WINIFRED'S DUKKERIPEN

I

I need not describe my journey to North Wales. On reaching Bettws y Coed I turned into the hotel there--'The Royal Oak'--famished; for, as fast as trains could carry me, I had travelled right across England, leaving rest and meals to chance. I found the hotel full of English painters, whom the fine summer had attracted thither as usual. The landlord got me a bed in the village. A six-o'clock _table d'hôte_ was going on when I arrived, and I joined it. Save myself, the guests were, I think, landscape painters to a man. They had been sketching in the neighbourhood. I thought I had never met so genial and good-natured a set of men, and I have since often wondered what they thought of me, who met such courteous and friendly advances as they made towards me in a temper that must have seemed to them morose or churlish and stupid. Before the dinner was over another tourist entered--a fresh-complexioned young Englishman in spectacles, who, sitting next to me, did at length, by force of sheer good-humour, contrive to get into a desultory kind of conversation with me, and, as far as I remember, he talked well. He was not an artist, I found, but an amateur geologist and antiquary. His hobby was not like that fatal antiquarianism of my father's, which had worked so much mischief, but the harmless quest of flint implements. His talk about his collection of flints, however, sent my mind off to Flinty Point and the never-to-be-forgotten flint-built walls of Raxton church. After dinner, coffee, liquors, and tobacco being introduced into the dining-room, I got up, intending to roam about outside the hotel till bedtime; but the rain, I found, was falling in torrents. I was compelled to return to my friend of the 'flints.' At that moment one of the artists plunged into a comic song, and by the ecstatic look of the company I knew that a purgatorial time was before me. I resigned myself to my fate. Song followed song, until at last even my friend of the flints struck up the ballad of _Little Billee_, whose lugubrious refrain seemed to 'set the table in a roar'; but to me it will always be associated with sickening heartache.

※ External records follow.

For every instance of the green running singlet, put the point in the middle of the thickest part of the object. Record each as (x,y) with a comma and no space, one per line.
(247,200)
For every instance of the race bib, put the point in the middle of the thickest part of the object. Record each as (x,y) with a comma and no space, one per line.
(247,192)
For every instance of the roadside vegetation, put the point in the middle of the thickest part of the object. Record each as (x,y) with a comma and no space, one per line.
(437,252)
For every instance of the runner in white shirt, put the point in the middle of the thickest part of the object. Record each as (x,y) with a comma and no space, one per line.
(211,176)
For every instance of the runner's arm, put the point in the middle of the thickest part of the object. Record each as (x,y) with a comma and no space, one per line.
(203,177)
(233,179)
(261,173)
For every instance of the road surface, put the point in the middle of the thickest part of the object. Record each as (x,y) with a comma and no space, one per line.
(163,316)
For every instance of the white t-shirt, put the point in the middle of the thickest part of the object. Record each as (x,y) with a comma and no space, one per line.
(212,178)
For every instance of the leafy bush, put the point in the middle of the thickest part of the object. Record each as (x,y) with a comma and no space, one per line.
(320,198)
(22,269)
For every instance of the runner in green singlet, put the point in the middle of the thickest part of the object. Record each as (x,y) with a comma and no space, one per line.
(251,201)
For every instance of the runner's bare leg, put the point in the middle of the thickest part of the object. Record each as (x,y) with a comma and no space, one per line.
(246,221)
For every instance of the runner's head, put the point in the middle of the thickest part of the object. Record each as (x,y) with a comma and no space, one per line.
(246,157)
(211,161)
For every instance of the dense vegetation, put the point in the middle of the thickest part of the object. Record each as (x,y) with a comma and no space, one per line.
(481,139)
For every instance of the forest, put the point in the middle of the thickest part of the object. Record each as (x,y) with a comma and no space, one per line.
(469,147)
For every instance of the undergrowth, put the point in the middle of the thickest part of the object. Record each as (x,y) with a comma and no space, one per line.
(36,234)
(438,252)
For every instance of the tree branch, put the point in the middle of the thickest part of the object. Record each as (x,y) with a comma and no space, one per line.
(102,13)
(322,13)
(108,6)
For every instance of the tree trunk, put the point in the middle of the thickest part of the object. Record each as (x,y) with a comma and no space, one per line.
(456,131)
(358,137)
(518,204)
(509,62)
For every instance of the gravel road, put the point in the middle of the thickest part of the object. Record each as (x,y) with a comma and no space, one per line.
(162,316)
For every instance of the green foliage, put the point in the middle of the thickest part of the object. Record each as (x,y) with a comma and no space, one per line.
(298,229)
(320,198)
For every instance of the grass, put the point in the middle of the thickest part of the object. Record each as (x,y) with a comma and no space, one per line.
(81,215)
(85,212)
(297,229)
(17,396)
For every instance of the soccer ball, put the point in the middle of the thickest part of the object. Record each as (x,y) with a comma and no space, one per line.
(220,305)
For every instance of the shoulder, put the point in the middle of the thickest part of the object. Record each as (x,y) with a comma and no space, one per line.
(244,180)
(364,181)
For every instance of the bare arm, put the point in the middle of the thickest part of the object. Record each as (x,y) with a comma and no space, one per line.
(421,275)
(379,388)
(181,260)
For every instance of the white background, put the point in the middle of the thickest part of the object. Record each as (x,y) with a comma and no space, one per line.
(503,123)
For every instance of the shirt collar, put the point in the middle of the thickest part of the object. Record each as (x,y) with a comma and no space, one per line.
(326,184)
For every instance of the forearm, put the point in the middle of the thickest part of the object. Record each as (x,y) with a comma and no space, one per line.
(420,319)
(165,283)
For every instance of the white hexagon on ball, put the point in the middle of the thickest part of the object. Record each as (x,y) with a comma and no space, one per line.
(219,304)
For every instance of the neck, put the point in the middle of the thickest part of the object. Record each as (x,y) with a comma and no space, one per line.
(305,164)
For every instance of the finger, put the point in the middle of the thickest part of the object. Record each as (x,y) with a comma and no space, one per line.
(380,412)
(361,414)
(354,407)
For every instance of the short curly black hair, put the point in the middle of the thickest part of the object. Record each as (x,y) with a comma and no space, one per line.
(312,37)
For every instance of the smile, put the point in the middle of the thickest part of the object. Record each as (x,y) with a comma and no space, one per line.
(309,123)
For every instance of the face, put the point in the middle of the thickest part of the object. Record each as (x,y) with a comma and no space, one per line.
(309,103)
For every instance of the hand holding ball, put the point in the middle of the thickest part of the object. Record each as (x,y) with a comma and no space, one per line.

As soon as the rain ceased I left the hotel and went to the room in the little town the landlord had engaged for me. There, with the roar in my ears of the mountain streams (swollen by the rains), I went to bed and, strange to say, slept.

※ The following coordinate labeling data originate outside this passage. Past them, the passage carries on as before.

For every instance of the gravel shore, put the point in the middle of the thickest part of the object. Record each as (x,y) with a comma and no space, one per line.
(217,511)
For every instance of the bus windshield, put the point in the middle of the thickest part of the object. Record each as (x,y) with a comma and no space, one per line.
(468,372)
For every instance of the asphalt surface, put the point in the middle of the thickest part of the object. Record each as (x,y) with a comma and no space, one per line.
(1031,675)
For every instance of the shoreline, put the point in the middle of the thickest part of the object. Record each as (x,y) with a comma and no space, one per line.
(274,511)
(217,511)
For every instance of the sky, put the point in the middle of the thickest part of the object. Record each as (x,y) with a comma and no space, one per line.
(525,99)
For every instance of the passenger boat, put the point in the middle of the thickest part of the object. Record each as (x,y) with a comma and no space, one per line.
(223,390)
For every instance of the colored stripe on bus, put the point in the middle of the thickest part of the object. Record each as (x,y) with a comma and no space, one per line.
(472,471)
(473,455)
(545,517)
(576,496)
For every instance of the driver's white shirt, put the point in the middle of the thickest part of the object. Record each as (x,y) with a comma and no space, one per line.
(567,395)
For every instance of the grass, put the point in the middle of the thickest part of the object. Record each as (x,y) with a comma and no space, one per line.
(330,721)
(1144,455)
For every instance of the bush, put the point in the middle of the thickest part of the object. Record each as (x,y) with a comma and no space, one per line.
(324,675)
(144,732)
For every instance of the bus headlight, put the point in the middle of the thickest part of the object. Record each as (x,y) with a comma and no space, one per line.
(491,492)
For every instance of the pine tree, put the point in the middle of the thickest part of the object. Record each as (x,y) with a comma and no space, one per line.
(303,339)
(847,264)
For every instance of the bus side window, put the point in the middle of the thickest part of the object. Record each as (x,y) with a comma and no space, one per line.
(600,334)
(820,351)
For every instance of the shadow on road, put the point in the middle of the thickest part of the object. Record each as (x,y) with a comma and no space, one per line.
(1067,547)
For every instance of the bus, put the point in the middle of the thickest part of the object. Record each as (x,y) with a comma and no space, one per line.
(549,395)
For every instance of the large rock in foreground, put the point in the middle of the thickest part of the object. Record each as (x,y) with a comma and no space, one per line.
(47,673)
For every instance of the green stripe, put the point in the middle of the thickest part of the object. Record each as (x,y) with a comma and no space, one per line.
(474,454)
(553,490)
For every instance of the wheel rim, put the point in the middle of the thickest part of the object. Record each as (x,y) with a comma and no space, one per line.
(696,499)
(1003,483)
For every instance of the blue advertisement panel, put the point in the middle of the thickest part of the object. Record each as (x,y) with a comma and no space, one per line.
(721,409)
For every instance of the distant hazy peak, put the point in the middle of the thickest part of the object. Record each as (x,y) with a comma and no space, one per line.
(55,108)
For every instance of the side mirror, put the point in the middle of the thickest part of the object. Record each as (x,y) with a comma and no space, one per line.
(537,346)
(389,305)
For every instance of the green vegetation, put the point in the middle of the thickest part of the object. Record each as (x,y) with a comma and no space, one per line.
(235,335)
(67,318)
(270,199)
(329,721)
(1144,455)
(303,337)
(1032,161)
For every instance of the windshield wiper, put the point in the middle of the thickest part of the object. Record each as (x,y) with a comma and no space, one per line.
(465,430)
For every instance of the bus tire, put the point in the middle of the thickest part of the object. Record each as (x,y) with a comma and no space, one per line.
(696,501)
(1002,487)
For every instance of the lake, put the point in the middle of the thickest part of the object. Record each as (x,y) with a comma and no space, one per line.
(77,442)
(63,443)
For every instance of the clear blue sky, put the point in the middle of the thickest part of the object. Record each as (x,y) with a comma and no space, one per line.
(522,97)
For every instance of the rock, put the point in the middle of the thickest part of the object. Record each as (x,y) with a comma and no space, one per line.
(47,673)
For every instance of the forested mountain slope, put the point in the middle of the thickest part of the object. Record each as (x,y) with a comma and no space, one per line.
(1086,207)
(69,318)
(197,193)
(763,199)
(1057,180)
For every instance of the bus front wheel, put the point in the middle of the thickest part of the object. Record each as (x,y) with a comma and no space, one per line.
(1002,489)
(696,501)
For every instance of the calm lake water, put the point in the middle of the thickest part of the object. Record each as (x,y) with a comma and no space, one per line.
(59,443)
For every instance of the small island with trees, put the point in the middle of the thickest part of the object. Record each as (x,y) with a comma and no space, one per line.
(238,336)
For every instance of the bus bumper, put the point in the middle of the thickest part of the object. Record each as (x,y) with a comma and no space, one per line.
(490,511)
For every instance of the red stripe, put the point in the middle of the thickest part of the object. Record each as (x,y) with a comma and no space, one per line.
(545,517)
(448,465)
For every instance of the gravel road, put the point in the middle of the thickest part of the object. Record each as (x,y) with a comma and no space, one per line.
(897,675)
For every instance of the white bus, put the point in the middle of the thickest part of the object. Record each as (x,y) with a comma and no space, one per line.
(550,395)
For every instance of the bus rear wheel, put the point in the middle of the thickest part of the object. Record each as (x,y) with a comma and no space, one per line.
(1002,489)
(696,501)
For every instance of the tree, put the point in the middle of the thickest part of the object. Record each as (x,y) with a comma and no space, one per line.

Next morning I rose early, breakfasted at 'The Royal Oak' as soon as I could get attended to, and proceeded in the direction in which, according to what I had gathered from various sources, Mrs. Davies had lived. This led me through a valley and by the side of a stream, whose cascades I succeeded, after many efforts, in crossing. After a while, however, I found that I had taken a wrong track, and was soon walking in the contrary direction. I will not describe that long dreary walk in a drenching rain, with nothing but the base of the mountain visible, all else being lost in clouds and mist.